[rds-devel] [PATCH net-next v2 2/2] net/rds: Give each connection its own workqueue

Thu Nov 20 10:43:49 UTC 2025

On 11/17/25 9:23 PM, Allison Henderson wrote:
> From: Allison Henderson <allison.henderson at oracle.com>
> 
> RDS was written to require ordered workqueues for "cp->cp_wq":
> Work is executed in the order scheduled, one item at a time.
> 
> If these workqueues are shared across connections,
> then work executed on behalf of one connection blocks work
> scheduled for a different and unrelated connection.
> 
> Luckily we don't need to share these workqueues.
> While it obviously makes sense to limit the number of
> workers (processes) that ought to be allocated on a system,
> a workqueue that doesn't have a rescue worker attached,
> has a tiny footprint compared to the connection as a whole:
> A workqueue costs ~900 bytes, including the workqueue_struct,
> pool_workqueue, workqueue_attrs, wq_node_nr_active and the
> node_nr_active flex array.  While an RDS/IB connection
> totals only ~5 MBytes.

The above accounting still looks incorrect to me. AFAICS
pool_workqueue/cpu_pwq is a per CPU data. On recent hosts it will
require 64K or more.

Also it looks like it would a WQ per path, up to 8 WQs per connection.
> So we're getting a signficant performance gain
> (90% of connections fail over under 3 seconds vs. 40%)
> for a less than 0.02% overhead.
> 
> RDS doesn't even benefit from the additional rescue workers:
> of all the reasons that RDS blocks workers, allocation under
> memory pressue is the least of our concerns.
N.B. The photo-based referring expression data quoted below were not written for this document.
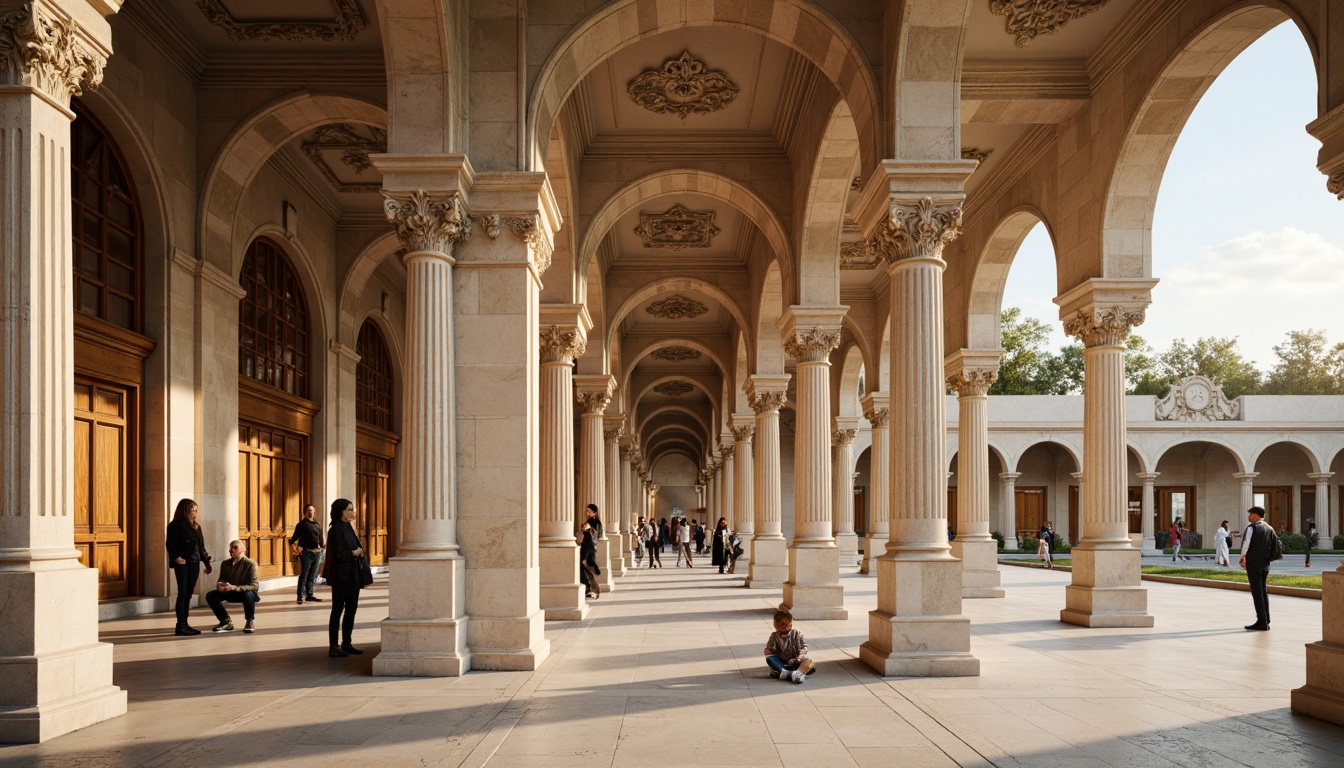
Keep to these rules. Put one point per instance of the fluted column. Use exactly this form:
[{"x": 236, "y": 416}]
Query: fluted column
[
  {"x": 879, "y": 488},
  {"x": 918, "y": 627},
  {"x": 1149, "y": 513},
  {"x": 562, "y": 595},
  {"x": 1106, "y": 589},
  {"x": 813, "y": 588},
  {"x": 847, "y": 542},
  {"x": 971, "y": 374},
  {"x": 769, "y": 553},
  {"x": 55, "y": 677}
]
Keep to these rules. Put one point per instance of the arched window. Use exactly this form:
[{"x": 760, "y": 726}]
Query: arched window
[
  {"x": 273, "y": 320},
  {"x": 372, "y": 378},
  {"x": 106, "y": 226}
]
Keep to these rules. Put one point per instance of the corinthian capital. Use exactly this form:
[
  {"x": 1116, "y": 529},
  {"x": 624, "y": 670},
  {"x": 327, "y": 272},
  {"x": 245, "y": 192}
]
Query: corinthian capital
[
  {"x": 1104, "y": 326},
  {"x": 428, "y": 223},
  {"x": 45, "y": 51}
]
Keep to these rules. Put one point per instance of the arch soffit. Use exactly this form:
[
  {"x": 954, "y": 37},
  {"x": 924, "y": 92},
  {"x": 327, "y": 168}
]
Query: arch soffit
[
  {"x": 247, "y": 148},
  {"x": 794, "y": 23}
]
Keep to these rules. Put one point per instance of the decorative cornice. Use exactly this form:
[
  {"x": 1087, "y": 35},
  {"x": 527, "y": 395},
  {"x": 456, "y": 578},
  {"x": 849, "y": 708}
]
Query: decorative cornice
[
  {"x": 45, "y": 51},
  {"x": 562, "y": 346},
  {"x": 676, "y": 229},
  {"x": 682, "y": 86},
  {"x": 969, "y": 382},
  {"x": 1026, "y": 19},
  {"x": 813, "y": 346},
  {"x": 1104, "y": 326},
  {"x": 347, "y": 22},
  {"x": 428, "y": 223}
]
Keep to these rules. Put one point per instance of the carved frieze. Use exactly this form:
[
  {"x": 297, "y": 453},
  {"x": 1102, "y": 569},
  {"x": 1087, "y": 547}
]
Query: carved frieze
[
  {"x": 347, "y": 20},
  {"x": 682, "y": 86},
  {"x": 676, "y": 308},
  {"x": 45, "y": 51},
  {"x": 1026, "y": 19},
  {"x": 676, "y": 229},
  {"x": 1198, "y": 398}
]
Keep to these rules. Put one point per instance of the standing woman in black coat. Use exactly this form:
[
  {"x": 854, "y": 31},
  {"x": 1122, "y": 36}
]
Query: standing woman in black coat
[
  {"x": 186, "y": 553},
  {"x": 342, "y": 573}
]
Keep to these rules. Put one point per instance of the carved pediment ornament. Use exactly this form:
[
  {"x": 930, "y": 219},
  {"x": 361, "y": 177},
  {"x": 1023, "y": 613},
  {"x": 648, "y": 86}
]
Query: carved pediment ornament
[
  {"x": 682, "y": 86},
  {"x": 45, "y": 51},
  {"x": 1104, "y": 326},
  {"x": 1198, "y": 398},
  {"x": 428, "y": 222},
  {"x": 562, "y": 346},
  {"x": 676, "y": 229},
  {"x": 969, "y": 382},
  {"x": 1030, "y": 18},
  {"x": 347, "y": 22},
  {"x": 676, "y": 308}
]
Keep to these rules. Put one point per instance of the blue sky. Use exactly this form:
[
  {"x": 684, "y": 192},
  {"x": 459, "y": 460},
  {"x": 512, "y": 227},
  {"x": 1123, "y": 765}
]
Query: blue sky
[{"x": 1246, "y": 240}]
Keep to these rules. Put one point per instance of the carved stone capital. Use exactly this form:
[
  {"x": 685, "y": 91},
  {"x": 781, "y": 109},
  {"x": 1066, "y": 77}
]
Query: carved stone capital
[
  {"x": 46, "y": 51},
  {"x": 1104, "y": 326},
  {"x": 813, "y": 346},
  {"x": 562, "y": 346},
  {"x": 428, "y": 222},
  {"x": 969, "y": 382}
]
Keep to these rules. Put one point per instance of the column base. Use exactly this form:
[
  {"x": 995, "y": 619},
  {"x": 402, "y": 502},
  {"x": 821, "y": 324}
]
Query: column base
[
  {"x": 66, "y": 686},
  {"x": 813, "y": 589},
  {"x": 769, "y": 564},
  {"x": 1105, "y": 591},
  {"x": 979, "y": 568}
]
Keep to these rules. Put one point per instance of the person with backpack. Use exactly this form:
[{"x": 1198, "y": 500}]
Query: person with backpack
[{"x": 1260, "y": 548}]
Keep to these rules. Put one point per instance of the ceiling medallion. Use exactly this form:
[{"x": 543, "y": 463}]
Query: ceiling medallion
[
  {"x": 352, "y": 149},
  {"x": 676, "y": 229},
  {"x": 347, "y": 22},
  {"x": 675, "y": 354},
  {"x": 683, "y": 86},
  {"x": 1031, "y": 18},
  {"x": 674, "y": 389},
  {"x": 676, "y": 308}
]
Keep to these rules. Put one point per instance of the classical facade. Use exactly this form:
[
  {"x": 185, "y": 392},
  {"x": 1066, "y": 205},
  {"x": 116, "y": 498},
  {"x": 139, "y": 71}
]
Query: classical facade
[{"x": 475, "y": 265}]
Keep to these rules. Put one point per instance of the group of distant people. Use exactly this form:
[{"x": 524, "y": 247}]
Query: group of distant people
[{"x": 346, "y": 570}]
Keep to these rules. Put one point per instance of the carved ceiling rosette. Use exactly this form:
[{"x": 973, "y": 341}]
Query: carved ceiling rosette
[
  {"x": 347, "y": 20},
  {"x": 426, "y": 222},
  {"x": 1026, "y": 19},
  {"x": 682, "y": 86},
  {"x": 676, "y": 308},
  {"x": 45, "y": 51},
  {"x": 1104, "y": 326},
  {"x": 561, "y": 346},
  {"x": 676, "y": 229}
]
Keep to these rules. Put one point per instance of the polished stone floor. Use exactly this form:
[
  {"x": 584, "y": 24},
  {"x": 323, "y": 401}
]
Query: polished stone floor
[{"x": 668, "y": 671}]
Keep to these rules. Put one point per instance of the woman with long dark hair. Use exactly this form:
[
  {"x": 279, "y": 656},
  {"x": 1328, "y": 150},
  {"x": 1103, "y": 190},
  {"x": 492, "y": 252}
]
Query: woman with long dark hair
[
  {"x": 186, "y": 554},
  {"x": 342, "y": 573}
]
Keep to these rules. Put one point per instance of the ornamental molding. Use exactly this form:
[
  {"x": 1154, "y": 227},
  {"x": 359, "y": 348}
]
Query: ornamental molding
[
  {"x": 676, "y": 308},
  {"x": 354, "y": 154},
  {"x": 562, "y": 346},
  {"x": 47, "y": 53},
  {"x": 1104, "y": 326},
  {"x": 1026, "y": 19},
  {"x": 813, "y": 346},
  {"x": 676, "y": 229},
  {"x": 675, "y": 354},
  {"x": 428, "y": 222},
  {"x": 1198, "y": 398},
  {"x": 682, "y": 86},
  {"x": 969, "y": 382},
  {"x": 347, "y": 22},
  {"x": 674, "y": 389}
]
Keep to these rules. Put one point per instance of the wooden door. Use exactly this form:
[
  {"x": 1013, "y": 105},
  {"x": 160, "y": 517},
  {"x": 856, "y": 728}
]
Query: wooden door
[
  {"x": 105, "y": 475},
  {"x": 272, "y": 486}
]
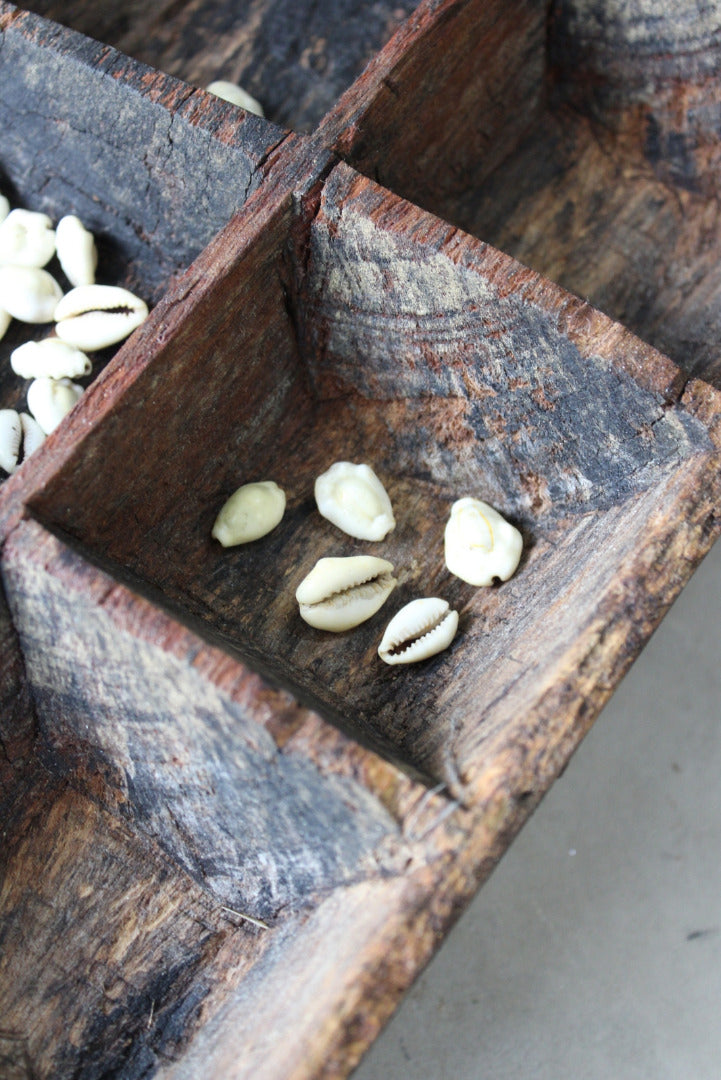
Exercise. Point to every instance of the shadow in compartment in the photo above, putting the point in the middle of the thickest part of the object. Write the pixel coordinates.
(579, 136)
(127, 151)
(392, 339)
(296, 57)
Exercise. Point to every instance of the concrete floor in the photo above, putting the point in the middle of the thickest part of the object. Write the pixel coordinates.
(595, 949)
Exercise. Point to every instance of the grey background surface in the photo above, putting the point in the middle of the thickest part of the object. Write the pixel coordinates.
(595, 948)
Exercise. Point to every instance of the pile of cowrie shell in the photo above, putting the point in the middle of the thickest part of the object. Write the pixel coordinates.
(340, 593)
(87, 318)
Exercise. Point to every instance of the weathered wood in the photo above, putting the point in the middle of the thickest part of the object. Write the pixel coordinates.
(192, 767)
(160, 758)
(152, 167)
(589, 152)
(295, 56)
(453, 372)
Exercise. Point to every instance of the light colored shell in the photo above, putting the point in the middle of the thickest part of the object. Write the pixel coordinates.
(94, 316)
(341, 593)
(231, 92)
(32, 435)
(479, 543)
(250, 513)
(27, 239)
(50, 400)
(76, 251)
(11, 433)
(353, 499)
(50, 359)
(29, 294)
(419, 631)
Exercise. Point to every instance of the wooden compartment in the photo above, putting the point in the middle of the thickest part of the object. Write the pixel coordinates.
(365, 331)
(295, 56)
(577, 136)
(230, 841)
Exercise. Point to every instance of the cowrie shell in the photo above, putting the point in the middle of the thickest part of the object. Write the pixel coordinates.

And even if RDS
> was stalling due to the memory-reclaim process, the work
> executed by the rescue workers are highly unlikely to free up
> any memory. If anything, they might try to allocate even more.
> 
> By giving each connection its own workqueues, we allow RDS
> to better utilize the unbound workers that the system
> has available.
> 
> Signed-off-by: Somasundaram Krishnasamy <somasundaram.krishnasamy at oracle.com>
> Signed-off-by: Allison Henderson <allison.henderson at oracle.com>
> ---
>  net/rds/connection.c | 13 ++++++++++++-
>  1 file changed, 12 insertions(+), 1 deletion(-)
> 
> diff --git a/net/rds/connection.c b/net/rds/connection.c
> index dc7323707f450..dcb554e10531f 100644
> --- a/net/rds/connection.c
> +++ b/net/rds/connection.c
> @@ -269,7 +269,15 @@ static struct rds_connection *__rds_conn_create(struct net *net,
>  		__rds_conn_path_init(conn, &conn->c_path[i],
>  				     is_outgoing);
>  		conn->c_path[i].cp_index = i;
> -		conn->c_path[i].cp_wq = rds_wq;
> +		conn->c_path[i].cp_wq = alloc_ordered_workqueue(
> +						"krds_cp_wq#%lu/%d", 0,
> +						rds_conn_count, i);
This has a reasonable chance of failure under memory pressure, what
about falling back to rds_wq usage instead of shutting down the
connection entirely?

/P